The book brought me back to when straight after the birth of our second child, I received a phone call from a relative to commiserate me rather than to congratulate me for his birth. She told me how the time of her children's early childhood were the 'dark ages' of her life... a time when she held her breath, put her life on hold, hardly ever went out, didn't travel... till the children were older enough and she could finally get her life back...Though that phone call happened 16 years ago I still remember the conversation vividly. Maybe that had worked for her but that couldn't have possibly worked for me who had another 20 plus childbearing years ahead. I was only 21 with the plan, God willing, to have a big family... For me and Pierpaolo, it was very clear we didn't want to hold our breath until this 'better future' arrived but that what we really wanted was to live our life happily NOW, breathing it in deeply with open lungs and living it to the full with all its sacrifices but enjoying our vocation as spouses and parents. The 'Wholeness of Vision' the author talks about in the book, was what gave us strength in the difficult moments ... looking beyond the immediate... embracing the difficulties and always looking at the Risen Christ.
After almost 20 years of marriage as the money situation appears to be particularly tricky and the house incredibly small... that Vision was cloudy, I wanted that button and was ready to hold my breath till God would finally showed His mighty Providence with an envelope full of money through the letter box and a phone call of someone offering us a bigger house (with a laundry room and a study) at a ridiculously low price. I could see the immediate suffering but had lost the vision. I had even started dreaming about moving, giving up the wonderful network of family and friends and the incredible community we had build in 20 years...

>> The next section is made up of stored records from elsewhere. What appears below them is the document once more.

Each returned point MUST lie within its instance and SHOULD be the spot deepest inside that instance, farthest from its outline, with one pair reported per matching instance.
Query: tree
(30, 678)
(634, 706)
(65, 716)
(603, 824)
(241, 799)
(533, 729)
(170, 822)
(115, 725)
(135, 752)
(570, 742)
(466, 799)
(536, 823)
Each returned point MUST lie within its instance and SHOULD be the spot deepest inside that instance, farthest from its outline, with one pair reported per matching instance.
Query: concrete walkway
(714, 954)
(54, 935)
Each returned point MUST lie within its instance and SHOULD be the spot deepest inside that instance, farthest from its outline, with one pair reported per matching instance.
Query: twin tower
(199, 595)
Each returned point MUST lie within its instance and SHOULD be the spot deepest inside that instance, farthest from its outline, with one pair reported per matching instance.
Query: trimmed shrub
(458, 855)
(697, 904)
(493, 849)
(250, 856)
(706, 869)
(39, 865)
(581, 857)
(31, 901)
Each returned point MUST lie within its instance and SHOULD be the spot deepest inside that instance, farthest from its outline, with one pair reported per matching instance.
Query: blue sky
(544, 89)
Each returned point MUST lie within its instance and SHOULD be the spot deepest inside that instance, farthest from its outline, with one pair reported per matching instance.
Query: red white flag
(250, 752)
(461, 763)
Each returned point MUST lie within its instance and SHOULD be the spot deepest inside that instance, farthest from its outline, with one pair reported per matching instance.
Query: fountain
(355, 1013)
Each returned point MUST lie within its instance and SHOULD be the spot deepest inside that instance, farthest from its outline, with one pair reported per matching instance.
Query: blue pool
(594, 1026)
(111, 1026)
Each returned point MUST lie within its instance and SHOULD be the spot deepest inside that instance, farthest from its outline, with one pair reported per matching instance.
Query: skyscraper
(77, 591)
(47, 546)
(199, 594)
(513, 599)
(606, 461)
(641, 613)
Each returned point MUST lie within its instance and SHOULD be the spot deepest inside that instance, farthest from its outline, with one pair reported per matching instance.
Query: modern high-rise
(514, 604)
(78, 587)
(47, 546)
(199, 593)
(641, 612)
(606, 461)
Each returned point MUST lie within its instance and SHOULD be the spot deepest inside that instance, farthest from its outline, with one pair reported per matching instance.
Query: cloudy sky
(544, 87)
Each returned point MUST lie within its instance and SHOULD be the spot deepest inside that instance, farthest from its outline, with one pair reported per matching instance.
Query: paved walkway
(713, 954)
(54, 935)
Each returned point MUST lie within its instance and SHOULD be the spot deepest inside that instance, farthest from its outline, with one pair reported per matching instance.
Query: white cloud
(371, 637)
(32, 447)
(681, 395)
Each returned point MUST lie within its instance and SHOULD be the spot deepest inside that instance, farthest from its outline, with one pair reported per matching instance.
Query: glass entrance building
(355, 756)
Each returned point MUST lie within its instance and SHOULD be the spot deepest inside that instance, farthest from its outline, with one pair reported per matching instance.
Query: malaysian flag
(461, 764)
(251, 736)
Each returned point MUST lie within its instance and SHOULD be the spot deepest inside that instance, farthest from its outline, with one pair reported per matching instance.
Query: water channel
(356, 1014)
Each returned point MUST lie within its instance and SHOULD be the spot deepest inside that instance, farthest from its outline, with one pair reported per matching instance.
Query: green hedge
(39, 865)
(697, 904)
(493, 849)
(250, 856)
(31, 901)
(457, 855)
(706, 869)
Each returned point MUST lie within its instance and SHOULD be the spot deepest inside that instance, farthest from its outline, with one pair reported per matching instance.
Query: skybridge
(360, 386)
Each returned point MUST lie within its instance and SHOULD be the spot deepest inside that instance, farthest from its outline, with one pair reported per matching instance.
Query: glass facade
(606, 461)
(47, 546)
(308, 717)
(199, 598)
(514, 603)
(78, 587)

'This book is going to upset me so much!!! In this book the author is going through some of the same issues I am', I said to Pierpaolo, 'And what is going to be more annoying it's that she is really going to have it all... the money and the big house... the career ... probably too ...you know American style.'
The more I read the more her situation became difficult and problems seemed to arise unnecessarily. God was truly testing her faith through unexpected pregnancies and her poor health and both husband and wife found strength from one another and together from God.
The conversations between Jennifer, the author, and Joe, her husband were the exact same conversations Pierpaolo and I had had many times on similar issues. Joe's positive attitude towards life and his love for his family was heartwarming... the clear list of priorities and his choice to willingly and happily, not take the path of a successful career for the sake of the family... It really felt as if it was my husband speaking! Joe became my hero, he was clearly Jennifer's rock in the same way as my husband had to rescue me from myself many times throughout our life together. My heart softened, my attitude towards the book changed.
The book wasn't about the American dream as I had pictured it in my mind, it wasn't about success, money or fame, the book was a book about family, about spousal love, about discovering the joy of parenting, about the gift of parents and grandparents, about relationships, about the importance of community, about reordering priorities, about unexpected friendships, about trust and openness to God's will.
As I turned the last page of the book... my house was still as small as ever, the money as short as before but the desire to have a change of heart that would allow me to truly say this IS my life... and enjoy it NOW not WHEN and IF we have a bigger house or we are in better financial position... But NOW... was all I was left with as my family's harmonious symphony played in the background.